You must respect your dream client and their wishes. But at the same time you also have to respect your sales process.
Respect the Process
Your sales process requires commitments.
- It requires that your prospect give you the commitment of their time.
- It likely requires a commitment to share the information that you need to help them build the right solution.
- It includes the commitments to bring other stakeholders, decision-makers, and decision influencers into the process.
- Any good process also includes gaining the commitment to resolve your prospective clients concerns as they reach the end of the buying process.
Your process marches you through the stages from target to close. And, if you want to win, you must be every bit as respectful of that process as you are your prospective client’s wishes. These two ideas will come into conflict at some point in the process.
This is where you need to be able to sell.
Start Selling Commitments
The difficult challenge in selling is gaining the commitments you need when those commitments come into conflict with what your prospective client wants from you.
It starts at the very beginning of your relationship. You ask for a commitment of time that your client doesn’t really want to give you. You sell the idea that you will create value in exchange for that time.
Later you you are challenges with gaining information and you have to sell your prospective client on providing you the information by describing for them the value in allowing you access.
You do the same thing when you gain access to additional stakeholders.
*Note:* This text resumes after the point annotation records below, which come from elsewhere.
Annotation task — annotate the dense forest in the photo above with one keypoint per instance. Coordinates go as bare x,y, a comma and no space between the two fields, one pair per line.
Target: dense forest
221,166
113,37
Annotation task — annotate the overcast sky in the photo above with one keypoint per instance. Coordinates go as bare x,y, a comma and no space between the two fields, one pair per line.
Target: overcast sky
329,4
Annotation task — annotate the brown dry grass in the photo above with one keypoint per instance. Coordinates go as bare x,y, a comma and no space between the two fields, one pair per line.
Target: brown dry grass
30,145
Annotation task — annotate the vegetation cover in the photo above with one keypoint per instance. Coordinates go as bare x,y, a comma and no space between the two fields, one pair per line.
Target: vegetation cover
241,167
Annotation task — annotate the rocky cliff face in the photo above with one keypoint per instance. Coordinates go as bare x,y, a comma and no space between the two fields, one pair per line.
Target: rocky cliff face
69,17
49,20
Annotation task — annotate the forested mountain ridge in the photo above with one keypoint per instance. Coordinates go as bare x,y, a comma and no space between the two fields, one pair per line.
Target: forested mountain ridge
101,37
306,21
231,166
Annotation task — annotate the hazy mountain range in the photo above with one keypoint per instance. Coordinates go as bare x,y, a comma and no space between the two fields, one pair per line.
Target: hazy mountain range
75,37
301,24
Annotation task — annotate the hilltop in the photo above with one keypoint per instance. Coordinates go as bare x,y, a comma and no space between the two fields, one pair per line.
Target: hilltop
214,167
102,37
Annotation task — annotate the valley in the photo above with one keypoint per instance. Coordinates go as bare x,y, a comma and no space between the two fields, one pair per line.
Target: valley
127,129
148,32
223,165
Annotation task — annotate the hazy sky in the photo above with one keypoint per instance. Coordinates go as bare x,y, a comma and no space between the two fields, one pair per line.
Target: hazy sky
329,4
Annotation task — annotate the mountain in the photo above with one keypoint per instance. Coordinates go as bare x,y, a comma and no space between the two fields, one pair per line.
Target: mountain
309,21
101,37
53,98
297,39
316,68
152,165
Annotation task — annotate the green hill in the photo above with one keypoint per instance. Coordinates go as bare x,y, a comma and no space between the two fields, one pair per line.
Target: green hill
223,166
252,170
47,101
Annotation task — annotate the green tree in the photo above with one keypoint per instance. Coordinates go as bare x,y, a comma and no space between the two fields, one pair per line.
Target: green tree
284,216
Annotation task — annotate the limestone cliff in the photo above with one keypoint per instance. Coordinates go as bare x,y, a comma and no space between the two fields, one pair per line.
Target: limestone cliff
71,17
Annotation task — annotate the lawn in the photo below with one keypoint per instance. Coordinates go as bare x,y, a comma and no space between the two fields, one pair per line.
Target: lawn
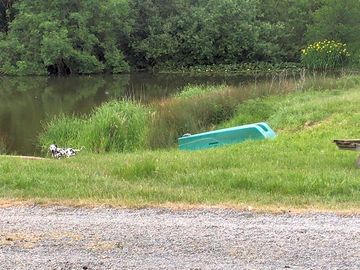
300,169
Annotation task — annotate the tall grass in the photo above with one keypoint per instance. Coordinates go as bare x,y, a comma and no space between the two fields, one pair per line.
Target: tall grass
125,126
301,168
115,126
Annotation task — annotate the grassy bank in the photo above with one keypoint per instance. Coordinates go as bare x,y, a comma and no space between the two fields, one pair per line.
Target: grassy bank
301,168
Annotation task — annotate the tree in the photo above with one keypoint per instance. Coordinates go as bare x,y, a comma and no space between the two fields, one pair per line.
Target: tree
66,36
337,20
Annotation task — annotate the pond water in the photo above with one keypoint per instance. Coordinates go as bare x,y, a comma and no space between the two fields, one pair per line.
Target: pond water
27,102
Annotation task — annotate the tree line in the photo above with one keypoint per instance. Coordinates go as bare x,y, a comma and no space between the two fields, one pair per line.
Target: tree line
90,36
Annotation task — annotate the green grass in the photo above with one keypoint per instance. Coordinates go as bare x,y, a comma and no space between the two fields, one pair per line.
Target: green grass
301,168
113,127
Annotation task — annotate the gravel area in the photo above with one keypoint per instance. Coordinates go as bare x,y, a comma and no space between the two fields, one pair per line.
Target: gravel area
33,237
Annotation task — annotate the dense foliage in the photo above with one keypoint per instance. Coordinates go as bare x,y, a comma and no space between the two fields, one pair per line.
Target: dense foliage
324,55
88,36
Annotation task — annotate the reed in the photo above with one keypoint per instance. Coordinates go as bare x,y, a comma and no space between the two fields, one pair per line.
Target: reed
113,127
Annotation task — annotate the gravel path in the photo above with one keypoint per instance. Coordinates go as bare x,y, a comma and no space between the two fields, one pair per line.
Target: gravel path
103,238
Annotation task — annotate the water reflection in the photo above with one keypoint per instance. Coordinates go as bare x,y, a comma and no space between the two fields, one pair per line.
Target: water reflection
26,102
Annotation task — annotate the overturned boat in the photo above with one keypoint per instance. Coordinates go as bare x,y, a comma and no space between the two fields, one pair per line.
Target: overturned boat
257,131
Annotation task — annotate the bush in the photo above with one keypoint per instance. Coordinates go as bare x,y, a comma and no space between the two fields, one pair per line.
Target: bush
116,126
327,54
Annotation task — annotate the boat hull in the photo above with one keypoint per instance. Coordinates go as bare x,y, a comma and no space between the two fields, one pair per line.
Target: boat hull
216,138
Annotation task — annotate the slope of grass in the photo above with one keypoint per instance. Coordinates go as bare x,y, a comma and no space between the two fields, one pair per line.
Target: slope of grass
301,168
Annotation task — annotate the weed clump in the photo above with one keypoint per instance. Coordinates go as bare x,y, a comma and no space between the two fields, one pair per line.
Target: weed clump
116,126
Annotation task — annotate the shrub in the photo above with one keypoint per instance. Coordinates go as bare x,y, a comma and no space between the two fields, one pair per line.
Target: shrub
327,54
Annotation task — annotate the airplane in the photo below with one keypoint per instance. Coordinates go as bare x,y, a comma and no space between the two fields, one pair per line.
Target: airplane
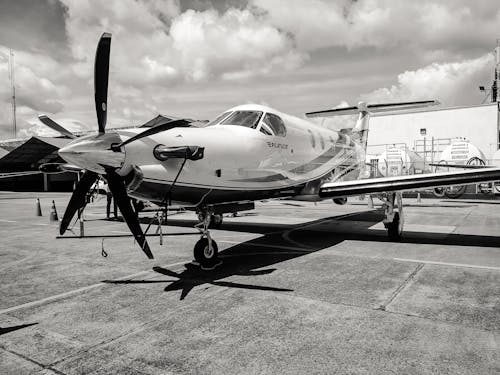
248,153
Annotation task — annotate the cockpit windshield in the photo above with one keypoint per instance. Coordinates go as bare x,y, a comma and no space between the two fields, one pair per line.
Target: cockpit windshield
218,118
249,119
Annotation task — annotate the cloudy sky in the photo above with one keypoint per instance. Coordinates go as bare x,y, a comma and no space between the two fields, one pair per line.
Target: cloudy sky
195,58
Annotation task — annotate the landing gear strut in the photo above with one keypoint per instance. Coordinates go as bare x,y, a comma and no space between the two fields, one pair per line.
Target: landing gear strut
394,219
206,250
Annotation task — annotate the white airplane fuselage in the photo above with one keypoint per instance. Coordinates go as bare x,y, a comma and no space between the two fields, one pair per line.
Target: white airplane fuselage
240,163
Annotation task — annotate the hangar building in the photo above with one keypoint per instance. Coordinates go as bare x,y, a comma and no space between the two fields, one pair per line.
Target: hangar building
430,130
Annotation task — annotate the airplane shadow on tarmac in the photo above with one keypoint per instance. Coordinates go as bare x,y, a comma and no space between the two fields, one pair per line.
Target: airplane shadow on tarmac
282,242
4,330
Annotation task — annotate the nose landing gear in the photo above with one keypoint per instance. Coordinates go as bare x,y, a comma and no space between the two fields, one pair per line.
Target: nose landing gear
394,218
206,250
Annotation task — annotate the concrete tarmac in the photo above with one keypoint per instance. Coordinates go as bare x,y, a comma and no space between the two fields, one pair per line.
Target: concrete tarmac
303,289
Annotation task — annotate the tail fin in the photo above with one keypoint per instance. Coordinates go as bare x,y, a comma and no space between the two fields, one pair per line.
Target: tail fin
360,131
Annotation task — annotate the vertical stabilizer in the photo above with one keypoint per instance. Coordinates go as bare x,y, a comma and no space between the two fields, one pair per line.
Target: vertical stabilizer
360,130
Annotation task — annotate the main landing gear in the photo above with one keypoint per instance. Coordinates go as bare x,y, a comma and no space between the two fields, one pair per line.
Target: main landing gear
394,219
206,250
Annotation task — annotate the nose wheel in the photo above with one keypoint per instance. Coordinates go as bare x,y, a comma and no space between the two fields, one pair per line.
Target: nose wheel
206,250
394,219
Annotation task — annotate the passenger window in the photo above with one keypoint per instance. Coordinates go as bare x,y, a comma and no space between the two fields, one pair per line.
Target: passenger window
265,129
249,119
313,141
218,118
275,123
321,141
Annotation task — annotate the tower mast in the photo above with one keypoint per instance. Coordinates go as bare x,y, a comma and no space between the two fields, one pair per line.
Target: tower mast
13,84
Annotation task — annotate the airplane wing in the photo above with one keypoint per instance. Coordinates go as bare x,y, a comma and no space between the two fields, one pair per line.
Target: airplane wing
17,174
411,182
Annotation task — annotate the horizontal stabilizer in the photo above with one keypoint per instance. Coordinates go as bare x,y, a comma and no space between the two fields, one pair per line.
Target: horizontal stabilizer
372,108
464,166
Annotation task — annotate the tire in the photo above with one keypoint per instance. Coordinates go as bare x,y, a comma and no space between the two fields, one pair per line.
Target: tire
393,229
340,201
454,192
202,254
215,221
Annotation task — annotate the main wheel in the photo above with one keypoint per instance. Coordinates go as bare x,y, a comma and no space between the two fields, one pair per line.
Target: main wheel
215,221
393,229
204,255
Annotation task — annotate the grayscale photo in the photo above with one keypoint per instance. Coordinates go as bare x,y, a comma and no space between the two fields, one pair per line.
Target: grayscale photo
249,187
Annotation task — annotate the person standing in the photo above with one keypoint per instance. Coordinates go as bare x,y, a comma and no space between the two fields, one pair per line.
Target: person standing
110,199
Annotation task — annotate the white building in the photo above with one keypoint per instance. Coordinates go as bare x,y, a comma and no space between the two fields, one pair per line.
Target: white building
430,130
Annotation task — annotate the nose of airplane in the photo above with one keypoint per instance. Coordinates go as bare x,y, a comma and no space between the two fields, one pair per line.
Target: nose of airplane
93,152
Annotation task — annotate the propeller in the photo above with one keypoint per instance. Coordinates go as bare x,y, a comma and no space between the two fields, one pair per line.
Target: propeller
157,129
77,200
55,126
101,75
117,187
93,153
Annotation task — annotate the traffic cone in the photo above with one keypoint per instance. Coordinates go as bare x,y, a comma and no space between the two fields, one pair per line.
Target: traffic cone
38,208
53,212
370,201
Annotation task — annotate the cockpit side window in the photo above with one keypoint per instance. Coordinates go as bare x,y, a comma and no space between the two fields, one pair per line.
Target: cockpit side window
249,119
275,123
313,141
219,118
266,129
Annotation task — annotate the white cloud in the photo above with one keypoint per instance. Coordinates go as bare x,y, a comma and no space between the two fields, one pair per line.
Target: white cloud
385,24
451,83
189,62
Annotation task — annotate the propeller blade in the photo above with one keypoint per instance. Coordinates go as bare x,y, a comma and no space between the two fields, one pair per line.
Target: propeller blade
184,123
77,200
101,74
55,126
117,187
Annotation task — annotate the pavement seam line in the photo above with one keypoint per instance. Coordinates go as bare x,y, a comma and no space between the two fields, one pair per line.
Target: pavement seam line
401,287
76,291
26,358
123,335
447,264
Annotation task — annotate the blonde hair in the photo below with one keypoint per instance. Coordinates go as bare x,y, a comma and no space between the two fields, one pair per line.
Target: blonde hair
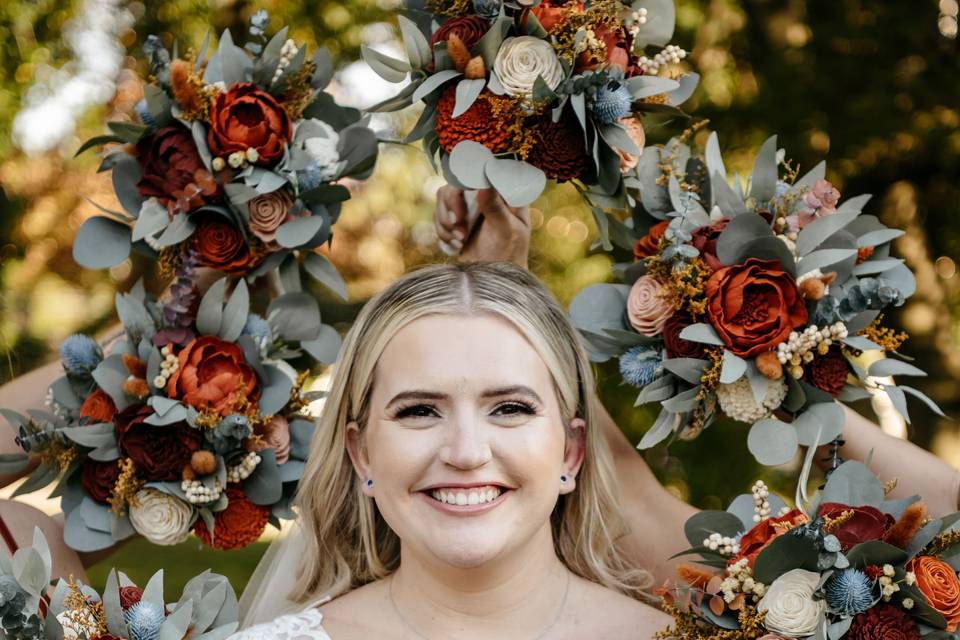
348,543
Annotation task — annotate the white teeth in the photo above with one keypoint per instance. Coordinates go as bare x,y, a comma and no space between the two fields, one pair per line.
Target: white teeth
464,497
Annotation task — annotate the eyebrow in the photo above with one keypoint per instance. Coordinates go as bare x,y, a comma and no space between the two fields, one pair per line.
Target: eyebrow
421,394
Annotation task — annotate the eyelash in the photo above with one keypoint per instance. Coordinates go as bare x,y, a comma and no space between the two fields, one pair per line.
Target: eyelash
415,410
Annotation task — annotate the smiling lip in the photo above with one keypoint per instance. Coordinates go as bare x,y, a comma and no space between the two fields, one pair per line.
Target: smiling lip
466,509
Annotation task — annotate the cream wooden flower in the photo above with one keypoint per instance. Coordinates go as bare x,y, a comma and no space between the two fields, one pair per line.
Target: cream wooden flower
160,517
521,60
You sell the reason that you need access and how both of you will benefit from that access.
Selling is creating value and commitment gaining.
And Be Respectful
Being respectful of your client’s wishes doesn’t mean allowing them to take control of the sales process. It doesn’t requires that you allow them to go through the process without creating as much value for them as you possibly can—even when it isn’t easy.
Being respectful especially doesn’t mean that you have to be so soft around conflict that you can’t address the requirements of your process that later help you to deliver what your dream client suggests they ultimately want.
Respect your dream client. Respect their wishes. But also respect your sales process. Have enough respect for both your client and your process to negotiate the differences and do what’s right for both of you.